Outro fator citado pelo jornalista foi de que a partir de 1900 a humanidade perdeu 70% da biodiversidade. “Isso aconteceu porque esse sistema alimentar e economia sustentam uma maior produção e não uma diversidade. Quando o Slow Food compreendeu essa realidade foi um momento histórico de que a biodiversidade precisa ser defendida. Estou encantado de estar aqui e ver que existe uma forte preocupação em preservar a floresta”.

Outro aspecto causado por esse sistema alimentar diz respeito à água. “Ela será a principal causa de guerra. 80% de água se consome com a agricultura que desperdiça, que não dá valor a água. É um problema imenso. E falam: tudo bem, produzimos, produzimos, não falta água’. E quando faltar? Será um desastre para a humanidade inteira”.

Um olhar para a pequena produção

Segundo Petrini, o slow food propõe trabalhar com um sistema de pequena produção (Foto: Val Fernandes/Secom)

Para Petrini é necessário compreender que nos últimos 50 anos a humanidade contribuiu com a perda de valor da comida. “A comida hoje tem apenas o preço, existe a diferença entre valor e preço. O valor significa o trabalho dos camponeses, meio ambiente, comunidades, história e identidade e preço é preço. Quando conhecemos um produto não perguntamos o valor, mas o preço. Isso resulta numa humilhação aos camponeses porque a referência é a indústria”, disse.

O jornalista defendeu que produtos artesanais, produzidos em pequena escala, geram menos impacto ambiental e social do que os industrializados. “Escolher o que se come, conhecer a origem dos alimentos e a forma como chegaram à mesa é também uma forma de incentivar pequenos produtores e fomentar a economia e a tradição de uma região”, completou.

Gastronomia com visão holística

Carlo Petrini falou que a comunicação é responsável por produzir o maior paradoxo sobre a comida. “Nas TVs, receitas, caçarolas, chefs três estrelas, tudo fala de comida e a situação no campo é um desastre. Todo mundo pensa esse espetáculo é a verdadeira gastronomia, não é, é uma pornografia alimentar. Precisamos compreender que é uma ciência holística, multidisciplinar. Não se pode reduzir só às caçarolas”.

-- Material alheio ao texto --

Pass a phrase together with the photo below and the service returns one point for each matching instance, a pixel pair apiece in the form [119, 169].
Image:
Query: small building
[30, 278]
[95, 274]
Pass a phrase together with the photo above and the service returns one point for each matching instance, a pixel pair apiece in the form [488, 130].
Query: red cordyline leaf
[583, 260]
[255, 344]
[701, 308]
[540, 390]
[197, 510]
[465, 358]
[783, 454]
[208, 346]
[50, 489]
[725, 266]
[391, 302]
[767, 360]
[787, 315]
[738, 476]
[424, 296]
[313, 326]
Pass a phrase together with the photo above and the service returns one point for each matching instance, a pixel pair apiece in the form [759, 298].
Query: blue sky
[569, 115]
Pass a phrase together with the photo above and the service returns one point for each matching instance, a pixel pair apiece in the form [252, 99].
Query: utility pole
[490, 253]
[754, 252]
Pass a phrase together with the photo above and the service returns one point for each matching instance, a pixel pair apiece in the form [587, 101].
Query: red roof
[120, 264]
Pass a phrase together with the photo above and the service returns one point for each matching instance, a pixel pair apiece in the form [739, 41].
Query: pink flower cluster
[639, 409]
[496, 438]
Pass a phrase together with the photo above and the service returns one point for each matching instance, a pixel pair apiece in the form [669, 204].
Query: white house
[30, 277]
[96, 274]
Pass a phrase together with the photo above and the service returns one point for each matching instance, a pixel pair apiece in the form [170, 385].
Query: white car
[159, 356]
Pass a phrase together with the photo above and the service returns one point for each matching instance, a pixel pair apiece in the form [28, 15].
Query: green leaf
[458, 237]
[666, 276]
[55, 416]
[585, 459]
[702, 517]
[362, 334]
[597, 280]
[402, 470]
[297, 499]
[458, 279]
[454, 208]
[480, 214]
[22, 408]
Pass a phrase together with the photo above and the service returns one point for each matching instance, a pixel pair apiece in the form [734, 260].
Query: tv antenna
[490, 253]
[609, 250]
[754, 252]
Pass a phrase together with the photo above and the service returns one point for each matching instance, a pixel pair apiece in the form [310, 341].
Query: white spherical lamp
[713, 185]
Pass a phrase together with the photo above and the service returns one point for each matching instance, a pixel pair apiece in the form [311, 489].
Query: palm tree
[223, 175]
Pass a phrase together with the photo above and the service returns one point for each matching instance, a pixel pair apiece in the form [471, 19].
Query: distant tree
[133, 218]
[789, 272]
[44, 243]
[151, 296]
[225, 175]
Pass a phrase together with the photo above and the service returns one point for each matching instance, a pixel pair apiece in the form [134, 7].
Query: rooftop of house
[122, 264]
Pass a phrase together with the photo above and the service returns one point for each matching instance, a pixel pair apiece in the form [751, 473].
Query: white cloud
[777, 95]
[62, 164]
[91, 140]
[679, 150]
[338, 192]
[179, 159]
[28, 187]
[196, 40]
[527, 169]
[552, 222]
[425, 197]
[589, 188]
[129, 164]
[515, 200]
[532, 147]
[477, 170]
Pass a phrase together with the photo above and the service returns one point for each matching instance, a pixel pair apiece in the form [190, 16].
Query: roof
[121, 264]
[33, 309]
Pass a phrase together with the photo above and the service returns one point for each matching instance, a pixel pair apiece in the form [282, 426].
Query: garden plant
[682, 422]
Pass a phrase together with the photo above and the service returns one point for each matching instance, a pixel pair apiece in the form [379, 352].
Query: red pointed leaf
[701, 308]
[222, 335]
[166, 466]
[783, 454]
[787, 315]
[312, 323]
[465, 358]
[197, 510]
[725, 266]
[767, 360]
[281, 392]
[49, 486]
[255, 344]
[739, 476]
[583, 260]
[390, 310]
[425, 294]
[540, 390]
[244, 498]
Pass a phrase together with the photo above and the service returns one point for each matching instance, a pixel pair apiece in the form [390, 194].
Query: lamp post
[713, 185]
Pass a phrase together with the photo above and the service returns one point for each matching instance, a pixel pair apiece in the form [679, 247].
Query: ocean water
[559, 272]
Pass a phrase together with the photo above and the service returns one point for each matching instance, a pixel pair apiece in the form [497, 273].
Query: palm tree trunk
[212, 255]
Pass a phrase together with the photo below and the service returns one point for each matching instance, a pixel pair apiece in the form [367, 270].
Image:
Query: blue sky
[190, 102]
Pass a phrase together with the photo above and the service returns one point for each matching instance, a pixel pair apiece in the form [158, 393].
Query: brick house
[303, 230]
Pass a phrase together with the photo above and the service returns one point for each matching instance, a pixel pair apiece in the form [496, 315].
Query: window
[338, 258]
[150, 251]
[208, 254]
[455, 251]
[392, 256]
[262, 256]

Propôs a ideia de defender uma economia local com um olhar para as comunidades. “Podemos construir valores com a comunidade. Fortalecer essa economia local é um orgulho com construção de hortas em escolas, é uma verdadeira revolução, mercado direto de camponeses. Olhar local com alma global. Eu sou italiano, mas tenho alma e fraternidade com esse lugar e país maravilhoso. Tenho alma próxima com os camponeses do Acre”.

Ao finalizar, Petrini falou de sua esperança em que a escola de gastronomia seja um espaço com uma visão holística local. “Uma escola que tenha raízes e sua própria identidade, eduque os jovens a respeitar a produção local. E me encanta essa ideia de florestania”, concluiu.